Hari mulai beranjak siang ketika aku dan kak Ega berangkat ke tempat les ku. Di sepanjang perjalanan aku hanya terdiam, mataku menatap keluar jendela mengamati jalanan yang terlihat lengang siang ini, mungkin karena bukan di jam sibuk jadi hanya beberapa mobil yang terlihat melintas melewati mobil kami.
"Kamu beneran mau nurutin keinginan ibu masuk kedokteran nanti?"Tanya kak Ega mengakhiri keheningan.
"Hemm." Jawabku pasrah.
"Kuliah kedokteran bukan hal yang mudah Ndi, kalo kamu tidak yakin sama apa yang ibu inginkan, mending kamu bilang sama ibu sebelum terlanjur nantinya, siapa tau ibu bakal berubah pikiran kalau kamu berani mengutarakan keinginan kamu sekarang!."
"Kakak tau sendiri gimana ibu sekarang, lebih baik aku nurut aja dari pada bikin ibu tambah sedih, masalah mudah atau enggak kita lihat saja nanti kak, buktinya kakak saja bisa jadi dokter masa aku enggak sih?"
Setelah mendengar jawabanku, aku melihat raut kecewa di wajah tampan kak Ega yang disertai helaan nafas panjang dan terdengar berat. Kak Ega memang selalu mendukung apapun keinginanku, dia tidak ingin aku menyesal di kemudian hari karena salah mengambil keputusan. Tapi mau bagaimana lagi aku terpaksa mengubur semua angan dan impianku demi kebahagiaan ibu dan aku yakin aku takkan pernah menyesal dengan keputusanku. Ya semoga saja tidak di kemudian hari.
Sibuk meyakinkan diri bahwa keputusanku tidak salah, ternyata mobil kak Ega sudah berhenti di depan bangunan 2 lantai yang ku yakini adalah tempat les-ku. Tempat ini masih terlihat sedikit asing karena baru pertama kalinya aku datang ke tempat ini. Aku membuka sabuk pengamanku, mengulurkan tangan ke arah kak Ega untuk berpamitan dengan kakak tersayangku ini. Setelah mendapat sambutan tangan dari kak Ega aku langsung mengecup punggung tangan kak Ega dan bergegas keluar dari mobil.
"Ndi, nanti pulang sendiri bisa kan? Kakak ada operasi, dideket sini ada halte bus kok, nanti jalan aja ke halte kalau nggak naik ojek ya!"Teriak kak Ega dari dalam mobil dan akupun hanya mengangguk lalu berjalan meninggalkan mobil kak Ega.
POV EGA
Melihat wajah Indhi, meskipun dia bilang bahwa dia baik baik saja tapi aku yakin yang di rasakan adalah sebaliknya.

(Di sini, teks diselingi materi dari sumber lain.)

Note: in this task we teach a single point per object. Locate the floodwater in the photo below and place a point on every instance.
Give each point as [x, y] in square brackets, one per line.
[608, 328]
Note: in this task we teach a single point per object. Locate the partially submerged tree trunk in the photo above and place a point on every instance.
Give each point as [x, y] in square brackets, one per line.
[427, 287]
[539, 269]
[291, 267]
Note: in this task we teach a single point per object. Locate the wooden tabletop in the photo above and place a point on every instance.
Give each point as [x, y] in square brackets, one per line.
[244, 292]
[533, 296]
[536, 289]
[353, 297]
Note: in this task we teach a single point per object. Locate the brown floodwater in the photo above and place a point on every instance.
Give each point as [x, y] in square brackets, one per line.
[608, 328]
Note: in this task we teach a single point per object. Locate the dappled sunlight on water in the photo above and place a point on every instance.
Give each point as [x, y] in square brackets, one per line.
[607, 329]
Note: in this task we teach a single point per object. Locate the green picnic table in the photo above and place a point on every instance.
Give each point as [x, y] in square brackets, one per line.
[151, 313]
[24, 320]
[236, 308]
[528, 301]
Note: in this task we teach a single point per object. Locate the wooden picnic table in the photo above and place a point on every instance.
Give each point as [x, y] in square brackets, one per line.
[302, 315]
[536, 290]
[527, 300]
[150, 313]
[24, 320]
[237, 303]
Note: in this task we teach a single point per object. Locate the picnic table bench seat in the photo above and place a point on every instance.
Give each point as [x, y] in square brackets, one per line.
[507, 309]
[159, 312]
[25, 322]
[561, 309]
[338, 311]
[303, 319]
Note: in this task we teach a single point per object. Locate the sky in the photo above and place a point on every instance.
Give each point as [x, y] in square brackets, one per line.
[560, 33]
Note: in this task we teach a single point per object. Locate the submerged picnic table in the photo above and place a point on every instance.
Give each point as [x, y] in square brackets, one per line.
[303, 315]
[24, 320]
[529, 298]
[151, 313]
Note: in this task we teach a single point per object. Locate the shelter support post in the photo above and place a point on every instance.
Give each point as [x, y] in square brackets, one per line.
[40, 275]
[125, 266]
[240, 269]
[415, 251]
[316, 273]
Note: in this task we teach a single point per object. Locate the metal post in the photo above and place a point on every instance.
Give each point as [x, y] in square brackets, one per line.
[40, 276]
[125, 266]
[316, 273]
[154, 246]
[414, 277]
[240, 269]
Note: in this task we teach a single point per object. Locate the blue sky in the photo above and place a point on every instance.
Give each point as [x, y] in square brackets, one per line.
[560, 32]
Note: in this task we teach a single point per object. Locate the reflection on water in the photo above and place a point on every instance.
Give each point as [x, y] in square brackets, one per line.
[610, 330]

Aku sangat mengenal siapa adikku ini, dia tipe manusia yang akan menomor duakan dirinya sendiri jika itu menyangkut kebahagiaan orang terkasihnya. Kadang aku merasa kasihan padanya, di usianya yang masih begitu muda dia harus kehilangan figur seorang ayah, di tambah dengan kesibukan ibu dan juga sikap ibu yang mulai berubah sepeninggal ayah, aku sangat yakin dia sangat menderita. Sejauh ini aku masih bersyukur melihat adikku tumbuh menjadi gadis yang baik meskipun sudah tak seperiang dulu lagi.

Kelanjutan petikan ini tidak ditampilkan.